Working the telephone was often assigned to me, not just taking calls but making them as well. My husband Marc served as President of the National Federation of the Blind for more than twenty-five years, and he asked me to stay in touch with members of the Federation from throughout the country. I was the voice that invited individuals to participate in leadership seminars of the Federation. In performing this particular duty, I described the leadership seminar to those who were being invited to it, and I gave details about what would be expected of the participants. I have done this so often that I’m surprised I don’t dream about it. In conducting this work, I came to know and have great affection for hundreds of Federation leaders throughout the United States. I believe I have participated in each of the seminars that have occurred since 1988.
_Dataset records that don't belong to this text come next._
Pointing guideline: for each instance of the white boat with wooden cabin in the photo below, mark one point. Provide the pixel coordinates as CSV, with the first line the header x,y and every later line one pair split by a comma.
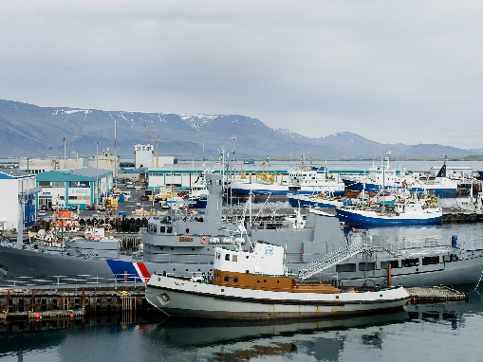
x,y
249,285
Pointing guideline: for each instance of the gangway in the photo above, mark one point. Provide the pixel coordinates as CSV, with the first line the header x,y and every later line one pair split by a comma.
x,y
333,258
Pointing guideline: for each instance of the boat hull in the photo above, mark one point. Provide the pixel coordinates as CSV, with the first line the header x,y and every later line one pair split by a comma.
x,y
15,263
359,219
182,298
306,201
Then there were the entertainments. Part of the job of the First Lady of the Federation is to welcome people into the organization. For decades it was expected that I would participate in and assist with evening entertainments for people with whom the Federation was seeking to make alliances: Federation leaders, political leaders, and members of the Federation family. At least twice a week the Maurers entertained somebody, somewhere for most of the time that Marc served in the presidency. Beyond that, when I was free to do so, I participated in state conventions both in my home state and in places where Marc was serving as the national representative. Our children, David and Dianna, were born in 1984 and 1987. Consequently, I frequently had family obligations. However, the entertainments occurred at our house around the family obligations. I cooked thousands of meals and scrubbed as many plates. In the process we had the joy of meeting people from all over the world. I think of the time that I spent doing all of these things as demanding, strenuous, and joyful. I am grateful that I had the opportunity to meet so many wonderful people. New people must now meet these challenges, but I admit that I will miss them.